Jury awards $77 million in lawsuit against addiction treatment center

ATLANTA (AP) — Nick Carusillo died when he was hit by several cars on the Georgia Interstate, just days after he was abruptly released from a drug treatment center. Now his parents are hoping that a substantial jury verdict in their favor will spark change that will help others suffering from mental illness and substance abuse.

Carusillo died on September 22, 2017, and in 2019 his parents filed a wrongful death lawsuit against the institution that released him and several people who were responsible for his care. Last week, a jury near Atlanta awarded them a total of about $77 million – $10 million for their son’s pain and suffering, $55 million for his life, $1 million in punitive damages, and the remainder for attorneys’ fees and expenses.

“This verdict is a confirmation for us,” Tina Carusillo told The Associated Press in a telephone interview on Wednesday.

“It wasn’t his fault. He was trapped in a bad system,” she said. “I hope that the size of this verdict will draw the attention of many people, from insurance companies to medical institutions, parents, loved ones and people in need of treatment.”

Lawyers for the institution that issued Carusillo — Metro Atlanta Recovery Residences, or MARR — did not immediately respond to an email Wednesday asking for comment on the verdict and whether they plan to appeal.

Carusillo has struggled with substance abuse since he was a teenager growing up in North Carolina. According to his father, he began to show signs of bipolar disorder in his late teens, and his diagnosis was confirmed by the age of 20. He was 29 years old, and when he was admitted to MARR on August 29, 2017, he was in and out of hospitals.

He was treating his bipolar disorder with a combination of lithium and seroquel, and when he arrived there he was medically stable, his family’s lawyers said in a court filing. A week later, on Sept. 5, 2017, a MARR doctor removed his lithium, despite being warned by Carusillo’s family and a longtime internist that he must continue taking his medication, the statement said.

Carusillo’s condition worsened and two weeks later, on September 19, 2017, he was forced to leave the facility after being told by staff that he had a mobile phone, which was forbidden.

The statement said MARR let him go to a sober home but did not inform the owner of Carusillo’s mental health issues. Carusillo left the teetotaler early the next morning in violation of curfew and was discharged the same day. The owner of the sober home gave him a ride to an Alcoholics Anonymous meeting.

His whereabouts were unknown until he lay down naked on Interstate 85 outside of Atlanta and was hit by multiple vehicles in the early hours of September 22, 2017, according to attorneys Natalie Woodward and Dax Lopez, who represent his family, in a statement. There were no illegal drugs or alcohol in his system.

Lawyers for MARR wrote in the lawsuit that the doctor stopped Carusillo’s lithium treatment after he complained of side effects. They wrote that Carusillo deliberately broke several rules at the facility and was told he would be fired for any further infraction. The next morning, employees of the institution found his mobile phone. The statement said that during a conference call with facility staff and his parents, Carusillo refused to go to a more intensive treatment facility and only agreed to go to a sobriety home.

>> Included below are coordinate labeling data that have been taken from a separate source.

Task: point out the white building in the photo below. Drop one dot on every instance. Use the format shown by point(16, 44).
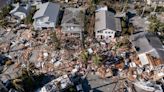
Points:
point(106, 25)
point(155, 2)
point(146, 45)
point(46, 16)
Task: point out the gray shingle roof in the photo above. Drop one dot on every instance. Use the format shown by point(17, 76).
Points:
point(106, 20)
point(148, 43)
point(74, 16)
point(48, 9)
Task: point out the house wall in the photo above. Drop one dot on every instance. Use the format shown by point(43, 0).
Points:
point(105, 34)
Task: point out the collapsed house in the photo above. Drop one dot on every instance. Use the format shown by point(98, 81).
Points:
point(20, 11)
point(57, 84)
point(149, 48)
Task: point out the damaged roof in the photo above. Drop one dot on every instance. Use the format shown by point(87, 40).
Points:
point(106, 20)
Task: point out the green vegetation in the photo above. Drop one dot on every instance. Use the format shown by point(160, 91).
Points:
point(84, 56)
point(155, 24)
point(127, 28)
point(17, 1)
point(28, 81)
point(97, 59)
point(4, 12)
point(159, 9)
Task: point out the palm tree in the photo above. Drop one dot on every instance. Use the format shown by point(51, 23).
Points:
point(125, 6)
point(84, 56)
point(97, 59)
point(17, 83)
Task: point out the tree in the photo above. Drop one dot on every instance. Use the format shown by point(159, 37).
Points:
point(3, 14)
point(97, 59)
point(84, 56)
point(17, 83)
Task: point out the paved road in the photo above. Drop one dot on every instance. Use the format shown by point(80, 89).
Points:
point(95, 84)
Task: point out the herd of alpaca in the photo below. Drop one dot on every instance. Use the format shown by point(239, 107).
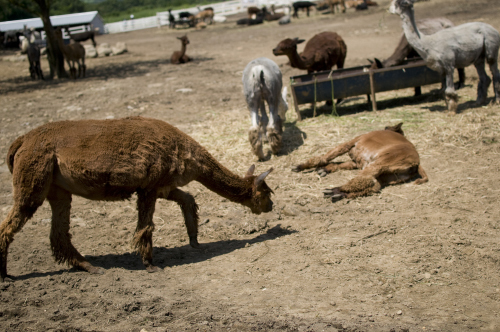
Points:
point(460, 46)
point(113, 159)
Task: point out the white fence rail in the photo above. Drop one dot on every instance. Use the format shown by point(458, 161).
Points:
point(220, 8)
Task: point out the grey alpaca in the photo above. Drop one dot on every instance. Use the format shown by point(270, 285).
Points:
point(455, 47)
point(262, 82)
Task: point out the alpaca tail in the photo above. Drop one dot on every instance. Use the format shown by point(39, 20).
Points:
point(422, 174)
point(12, 152)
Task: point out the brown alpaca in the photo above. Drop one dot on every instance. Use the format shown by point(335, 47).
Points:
point(322, 52)
point(111, 160)
point(73, 52)
point(180, 56)
point(385, 157)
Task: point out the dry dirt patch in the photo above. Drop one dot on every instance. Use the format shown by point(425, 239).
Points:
point(412, 258)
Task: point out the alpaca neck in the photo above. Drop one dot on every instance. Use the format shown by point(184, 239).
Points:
point(223, 182)
point(183, 50)
point(414, 37)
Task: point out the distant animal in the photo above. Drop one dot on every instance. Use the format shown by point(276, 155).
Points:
point(270, 16)
point(171, 19)
point(73, 53)
point(456, 47)
point(252, 11)
point(33, 52)
point(259, 19)
point(302, 5)
point(262, 82)
point(384, 157)
point(82, 36)
point(206, 15)
point(179, 57)
point(110, 160)
point(322, 52)
point(404, 50)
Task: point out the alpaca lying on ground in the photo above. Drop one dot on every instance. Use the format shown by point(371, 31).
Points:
point(455, 47)
point(404, 50)
point(262, 82)
point(384, 157)
point(73, 52)
point(111, 160)
point(180, 56)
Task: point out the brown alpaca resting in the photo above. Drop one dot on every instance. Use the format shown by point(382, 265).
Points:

Mike Carusillo said he hopes his son’s death and the big jury verdict will help speed up legislation to ensure proper staffing and guidelines in treatment facilities. According to Tina Carusillo, the Carusillos openly discussed their son’s difficulties in the hope of drawing attention to the resources available and reducing the stigma associated with mental illness.

She described her son, who had a son of his own, who was 5 years old when his father died, as handsome, cheerful, bright, generous. He was a talented athlete and played on the school football team.

“I must say that he was probably the best hugger I have ever known, and I really, really miss it,” said Tina Carusillo. “He was a generous, kind soul, and we miss him.”